Personal life and relationships

Flanner's private life intertwined with the artistic networks of Montparnasse and Saint-Germain-des-Prés, where she maintained close relationships with fellow expatriates and European intellectuals. She formed a long-term partnership with writer Solita Solano, and their circle included Natalie Clifford Barney, Radclyffe Hall, Colette, Djuna Barnes, Pablo Picasso, and Henri Matisse. Flanner's domestic and social arrangements connected her to institutions such as American expatriate clubs and literary salons frequented by members of the LGBT community in the early 20th century. She divided her time between residences in Paris and seasons in New York City, maintaining professional ties with editors and publishers in both cities.

Literary works and journalism style

Flanner authored books and essays in addition to her columns, publishing collections that brought together literary criticism, cultural sketches, and wartime reportage. Influenced by modernist aesthetics practiced by Gertrude Stein and Virginia Woolf, her prose was marked by concise observation, ironical detachment, and apt epigram—qualities admired by critics including Lionel Trilling, John Bayley, and reviewers at The New York Times Book Review. She reviewed theater associated with Sarah Bernhardt legacies, covered exhibitions at institutions like the Musée du Louvre and Société des Amis des Arts, and wrote on filmmakers linked to French cinema and auteurs such as Jean Renoir and François Truffaut. Her style bridged reportage exemplified by William Howard Russell and literary reportage associated with Ryszard Kapuściński and Martha Gellhorn.

Political views and activism

Flanner's dispatches reflected an evolving political awareness shaped by the crises of the 1930s and 1940s; she engaged with anti‑fascist discourse surrounding figures like Édouard Daladier and Charles de Gaulle and chronicled resistance networks, human rights debates, and postwar reconstruction initiatives. She reported on the humanitarian issues tied to wartime displacement and on diplomatic developments involving United Nations founding discussions and Cold War tensions with references to Stalin and Winston Churchill alignments. While not a front‑line activist in the style of organizers at Amnesty International or Anti‑Nazi Council, her reportage contributed to public understanding of refugee crises and cultural losses occasioned by conflict, resonating with contemporary advocates for refugees and postwar European recovery such as Jean Monnet and Robert Schuman.

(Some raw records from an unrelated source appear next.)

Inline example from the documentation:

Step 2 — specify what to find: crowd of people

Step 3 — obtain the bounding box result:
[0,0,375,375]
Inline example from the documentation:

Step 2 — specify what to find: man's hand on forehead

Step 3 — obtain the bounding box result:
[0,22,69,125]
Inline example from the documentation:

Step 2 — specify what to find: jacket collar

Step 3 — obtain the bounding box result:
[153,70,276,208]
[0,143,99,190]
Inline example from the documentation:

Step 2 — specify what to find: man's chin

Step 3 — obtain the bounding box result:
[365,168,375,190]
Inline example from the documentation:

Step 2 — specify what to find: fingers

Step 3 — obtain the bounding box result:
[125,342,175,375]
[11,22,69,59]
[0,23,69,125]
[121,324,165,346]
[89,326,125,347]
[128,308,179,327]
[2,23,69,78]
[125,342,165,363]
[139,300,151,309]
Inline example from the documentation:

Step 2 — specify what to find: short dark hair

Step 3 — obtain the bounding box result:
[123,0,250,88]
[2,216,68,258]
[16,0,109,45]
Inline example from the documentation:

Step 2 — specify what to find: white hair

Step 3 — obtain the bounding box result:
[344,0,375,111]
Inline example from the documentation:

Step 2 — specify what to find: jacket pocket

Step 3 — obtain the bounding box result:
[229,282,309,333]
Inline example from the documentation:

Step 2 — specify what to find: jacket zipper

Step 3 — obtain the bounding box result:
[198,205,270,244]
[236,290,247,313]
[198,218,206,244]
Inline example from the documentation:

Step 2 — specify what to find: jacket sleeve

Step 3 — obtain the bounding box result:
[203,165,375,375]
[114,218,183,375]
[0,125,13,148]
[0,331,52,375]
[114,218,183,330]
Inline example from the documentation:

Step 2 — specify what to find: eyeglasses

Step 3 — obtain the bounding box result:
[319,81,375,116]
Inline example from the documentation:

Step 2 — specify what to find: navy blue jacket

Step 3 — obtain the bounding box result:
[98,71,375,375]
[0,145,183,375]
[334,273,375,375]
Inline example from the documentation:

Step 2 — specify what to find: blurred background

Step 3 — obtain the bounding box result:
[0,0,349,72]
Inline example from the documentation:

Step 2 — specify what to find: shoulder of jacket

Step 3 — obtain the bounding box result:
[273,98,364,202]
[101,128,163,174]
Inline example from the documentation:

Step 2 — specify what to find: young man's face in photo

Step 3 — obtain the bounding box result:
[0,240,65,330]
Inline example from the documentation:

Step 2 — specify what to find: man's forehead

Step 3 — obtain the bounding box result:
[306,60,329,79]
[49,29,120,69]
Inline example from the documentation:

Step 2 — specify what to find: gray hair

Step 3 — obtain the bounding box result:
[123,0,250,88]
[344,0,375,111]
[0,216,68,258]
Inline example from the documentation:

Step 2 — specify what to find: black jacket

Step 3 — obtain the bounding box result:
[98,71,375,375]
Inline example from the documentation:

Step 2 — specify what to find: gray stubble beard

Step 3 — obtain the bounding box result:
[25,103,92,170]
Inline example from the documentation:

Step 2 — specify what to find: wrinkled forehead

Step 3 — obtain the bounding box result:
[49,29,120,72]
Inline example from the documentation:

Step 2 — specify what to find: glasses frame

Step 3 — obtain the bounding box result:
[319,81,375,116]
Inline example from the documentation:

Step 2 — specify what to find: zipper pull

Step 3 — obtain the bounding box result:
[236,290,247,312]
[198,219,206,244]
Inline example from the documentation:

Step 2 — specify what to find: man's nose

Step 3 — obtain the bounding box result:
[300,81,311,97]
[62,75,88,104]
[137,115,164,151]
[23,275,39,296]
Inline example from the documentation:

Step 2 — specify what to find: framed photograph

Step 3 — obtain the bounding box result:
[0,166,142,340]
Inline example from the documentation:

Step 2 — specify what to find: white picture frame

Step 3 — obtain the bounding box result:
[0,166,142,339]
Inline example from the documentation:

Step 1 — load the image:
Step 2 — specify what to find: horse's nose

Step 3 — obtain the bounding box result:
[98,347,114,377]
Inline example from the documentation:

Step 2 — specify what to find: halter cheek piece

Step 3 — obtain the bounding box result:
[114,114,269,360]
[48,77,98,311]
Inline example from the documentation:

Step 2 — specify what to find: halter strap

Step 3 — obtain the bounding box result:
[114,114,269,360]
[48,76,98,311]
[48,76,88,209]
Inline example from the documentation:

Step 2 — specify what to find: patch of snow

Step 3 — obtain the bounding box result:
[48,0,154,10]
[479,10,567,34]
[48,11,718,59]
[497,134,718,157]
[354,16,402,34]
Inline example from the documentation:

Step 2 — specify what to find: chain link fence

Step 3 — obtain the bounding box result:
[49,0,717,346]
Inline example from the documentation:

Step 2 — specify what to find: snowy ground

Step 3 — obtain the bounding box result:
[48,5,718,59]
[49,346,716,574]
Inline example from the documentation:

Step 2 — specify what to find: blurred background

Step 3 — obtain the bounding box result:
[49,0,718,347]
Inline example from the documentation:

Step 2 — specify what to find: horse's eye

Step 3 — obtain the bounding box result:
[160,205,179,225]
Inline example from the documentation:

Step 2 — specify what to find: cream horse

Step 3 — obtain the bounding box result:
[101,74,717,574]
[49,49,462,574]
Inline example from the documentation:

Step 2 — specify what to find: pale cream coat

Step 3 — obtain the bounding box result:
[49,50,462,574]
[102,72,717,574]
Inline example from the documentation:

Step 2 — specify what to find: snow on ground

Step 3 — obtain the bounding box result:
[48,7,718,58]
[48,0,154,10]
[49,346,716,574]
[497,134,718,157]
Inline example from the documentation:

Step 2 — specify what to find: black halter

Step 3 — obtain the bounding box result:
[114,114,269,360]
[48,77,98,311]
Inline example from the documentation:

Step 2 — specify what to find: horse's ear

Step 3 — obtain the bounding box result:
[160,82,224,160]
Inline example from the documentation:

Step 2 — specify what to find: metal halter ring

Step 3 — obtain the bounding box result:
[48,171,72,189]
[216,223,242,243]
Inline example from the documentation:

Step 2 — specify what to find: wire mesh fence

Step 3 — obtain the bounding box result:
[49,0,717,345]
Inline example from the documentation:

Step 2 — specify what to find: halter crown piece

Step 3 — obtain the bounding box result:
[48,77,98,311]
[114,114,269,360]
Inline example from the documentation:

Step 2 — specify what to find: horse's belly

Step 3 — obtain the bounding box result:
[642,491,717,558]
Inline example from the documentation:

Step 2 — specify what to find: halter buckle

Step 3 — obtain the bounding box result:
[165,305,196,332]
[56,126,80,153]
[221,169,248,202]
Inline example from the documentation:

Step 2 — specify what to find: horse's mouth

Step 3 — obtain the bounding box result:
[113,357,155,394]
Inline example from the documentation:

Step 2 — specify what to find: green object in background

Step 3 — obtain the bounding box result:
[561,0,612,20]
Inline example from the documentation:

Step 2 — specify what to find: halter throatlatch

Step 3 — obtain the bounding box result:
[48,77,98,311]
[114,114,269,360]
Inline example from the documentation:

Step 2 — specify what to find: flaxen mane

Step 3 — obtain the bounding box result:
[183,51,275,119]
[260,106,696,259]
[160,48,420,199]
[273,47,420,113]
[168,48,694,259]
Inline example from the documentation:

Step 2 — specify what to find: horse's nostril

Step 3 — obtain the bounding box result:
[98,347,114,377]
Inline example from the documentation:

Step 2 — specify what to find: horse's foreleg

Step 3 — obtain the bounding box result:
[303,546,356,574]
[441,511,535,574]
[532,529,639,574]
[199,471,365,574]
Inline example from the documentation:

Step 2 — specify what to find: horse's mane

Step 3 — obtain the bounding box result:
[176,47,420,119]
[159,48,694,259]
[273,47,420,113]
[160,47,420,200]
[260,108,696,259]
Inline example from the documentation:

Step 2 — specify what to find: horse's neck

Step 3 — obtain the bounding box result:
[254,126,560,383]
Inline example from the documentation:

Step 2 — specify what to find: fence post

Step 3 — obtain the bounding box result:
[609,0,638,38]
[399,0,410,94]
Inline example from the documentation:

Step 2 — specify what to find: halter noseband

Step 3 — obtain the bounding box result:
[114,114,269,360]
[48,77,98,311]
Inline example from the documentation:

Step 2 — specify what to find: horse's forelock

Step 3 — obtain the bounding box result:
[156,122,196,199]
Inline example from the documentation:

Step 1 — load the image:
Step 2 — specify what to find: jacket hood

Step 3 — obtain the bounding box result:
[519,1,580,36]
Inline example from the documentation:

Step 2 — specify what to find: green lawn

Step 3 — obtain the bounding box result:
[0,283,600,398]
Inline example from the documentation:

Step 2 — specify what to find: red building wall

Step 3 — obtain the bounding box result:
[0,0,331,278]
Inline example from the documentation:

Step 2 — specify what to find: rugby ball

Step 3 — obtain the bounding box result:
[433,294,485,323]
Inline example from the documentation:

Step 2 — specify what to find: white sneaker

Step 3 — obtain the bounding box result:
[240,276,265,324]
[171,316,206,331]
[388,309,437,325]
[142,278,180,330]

Legacy and influence on journalism

Flanner's "Letter from Paris" established a model of sustained foreign correspondence that influenced successors at publications like The New York Review of Books, Rolling Stone, Vanity Fair, and The Atlantic Monthly. Her combination of literary sensibility and civic awareness informed later foreign correspondents including A. J. Liebling, Hedrick Smith, Seymour Topping, William L. Shirer, Ernie Pyle, Marie Colvin, and cultural critics like Susan Sontag and Joan Didion. Academic studies at institutions such as Columbia University, Oxford University, and Sorbonne University have analyzed her work alongside studies of modernism, press history, and expatriate literature. Museums and archives including Library of Congress, New York Public Library, and various university special collections hold papers and manuscripts that document her contributions to 20th‑century journalism, ensuring her role in shaping Anglo‑American reportage on Europe remains influential.